Since scientists discovered that they could turn adult skin cells into stem cells, researchers have begun asking a question that seemed irrelevant before: Do people support non-embryonic stem cell research?
Virginia Commonwealth University says the answer is yes. VCU's Life Sciences Survey 2007 found that 63% of the 1,000 participants said we need both embryonic and non-embryonic stem cell research, while 22% said that embryonic stem cell research is no longer necessary.

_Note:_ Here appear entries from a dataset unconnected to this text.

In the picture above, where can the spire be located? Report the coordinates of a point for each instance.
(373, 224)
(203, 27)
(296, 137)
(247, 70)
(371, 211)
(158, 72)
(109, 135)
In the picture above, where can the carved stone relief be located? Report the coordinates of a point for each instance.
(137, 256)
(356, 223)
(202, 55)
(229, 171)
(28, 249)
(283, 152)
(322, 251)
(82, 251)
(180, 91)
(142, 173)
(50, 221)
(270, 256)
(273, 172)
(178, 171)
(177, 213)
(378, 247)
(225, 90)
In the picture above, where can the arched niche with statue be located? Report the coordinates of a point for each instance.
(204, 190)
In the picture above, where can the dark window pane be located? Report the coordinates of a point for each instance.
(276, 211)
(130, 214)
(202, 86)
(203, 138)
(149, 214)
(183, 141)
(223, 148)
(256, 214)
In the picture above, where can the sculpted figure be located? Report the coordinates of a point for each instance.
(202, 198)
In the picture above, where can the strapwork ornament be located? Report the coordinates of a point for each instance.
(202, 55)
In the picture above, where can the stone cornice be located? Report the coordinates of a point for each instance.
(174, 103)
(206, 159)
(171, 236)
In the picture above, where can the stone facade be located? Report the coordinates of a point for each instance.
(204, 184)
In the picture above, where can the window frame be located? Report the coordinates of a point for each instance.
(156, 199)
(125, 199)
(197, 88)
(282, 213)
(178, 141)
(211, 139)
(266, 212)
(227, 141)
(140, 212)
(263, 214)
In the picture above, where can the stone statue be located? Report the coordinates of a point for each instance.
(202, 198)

The number of those who favor embryonic stem cell research (54%) has remained stable since 2004, Survey Director Cary Funk told WoW, and the discovery hasn't diminished overall support for embryonic stem cell research. Those who strongly favor embryonic stem cell research haven't changed their minds about its necessity: Only 6% said the discovery meant embryonic stem cell research was no longer necessary. They no longer focus exclusively on embryonic stem cell research, however. Some 86% said we need to pursue non-embryonic stem cell research, too.

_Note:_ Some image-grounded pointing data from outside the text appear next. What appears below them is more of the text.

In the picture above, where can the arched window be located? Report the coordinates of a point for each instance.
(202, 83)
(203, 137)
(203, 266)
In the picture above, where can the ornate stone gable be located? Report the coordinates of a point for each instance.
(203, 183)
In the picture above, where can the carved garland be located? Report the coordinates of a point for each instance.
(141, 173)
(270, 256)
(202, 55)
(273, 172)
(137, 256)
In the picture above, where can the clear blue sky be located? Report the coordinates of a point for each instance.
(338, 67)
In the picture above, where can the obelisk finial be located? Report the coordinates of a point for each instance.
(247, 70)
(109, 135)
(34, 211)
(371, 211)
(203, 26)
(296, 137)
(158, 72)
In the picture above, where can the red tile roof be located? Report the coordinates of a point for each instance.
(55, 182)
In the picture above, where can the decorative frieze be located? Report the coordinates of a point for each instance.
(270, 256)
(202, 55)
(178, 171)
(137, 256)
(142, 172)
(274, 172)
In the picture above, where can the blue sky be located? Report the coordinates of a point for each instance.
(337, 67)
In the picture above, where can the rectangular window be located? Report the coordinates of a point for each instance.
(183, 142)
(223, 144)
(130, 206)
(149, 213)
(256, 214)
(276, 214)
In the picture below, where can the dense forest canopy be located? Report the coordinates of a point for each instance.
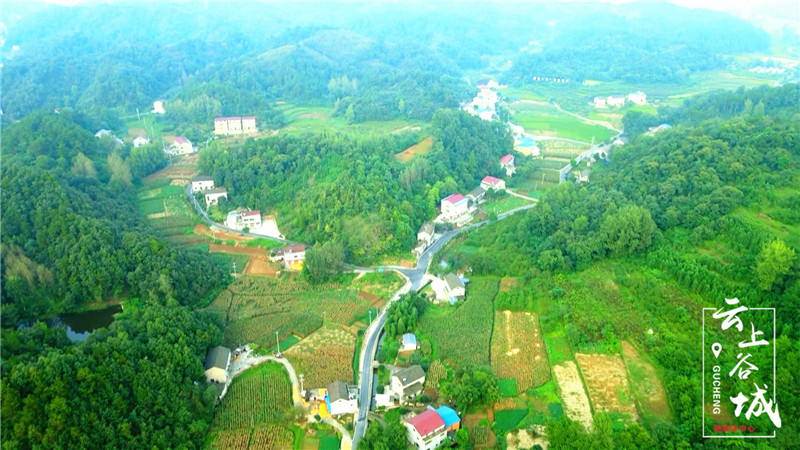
(137, 384)
(662, 199)
(352, 189)
(638, 43)
(402, 62)
(72, 233)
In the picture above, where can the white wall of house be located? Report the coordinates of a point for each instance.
(342, 406)
(429, 442)
(213, 199)
(198, 186)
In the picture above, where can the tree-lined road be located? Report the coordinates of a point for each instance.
(414, 279)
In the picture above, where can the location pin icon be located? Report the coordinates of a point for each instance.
(716, 347)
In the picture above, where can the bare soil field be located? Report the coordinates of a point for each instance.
(607, 383)
(261, 266)
(506, 284)
(421, 148)
(233, 249)
(646, 385)
(576, 403)
(324, 357)
(517, 349)
(176, 173)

Among those strongly opposed to embryonic stem cell research, 63% said we no longer need embryonic stem cell research and 20% said we need both kinds of research. Funk said those with a weaker opposition to embryonic stem cell research leaned towards supporting both types of research: A majority (55%) said we need both kinds of research, and 25% said that we no longer need embryonic stem cell research at all.
When it came to setting priorities - advancing science versus protecting embryonic life - public opinion was evenly divided. Forty-six percent said it was more important to make sure that scientists don't destroy human embryos, and 42% put a higher priority on conducting research that might result in new medical advances.
Some 38% of those surveyed were already aware of the discovery - a surprisingly high percentage, Funk said. As Americans become more aware of new advancements, public opinion may continue to change.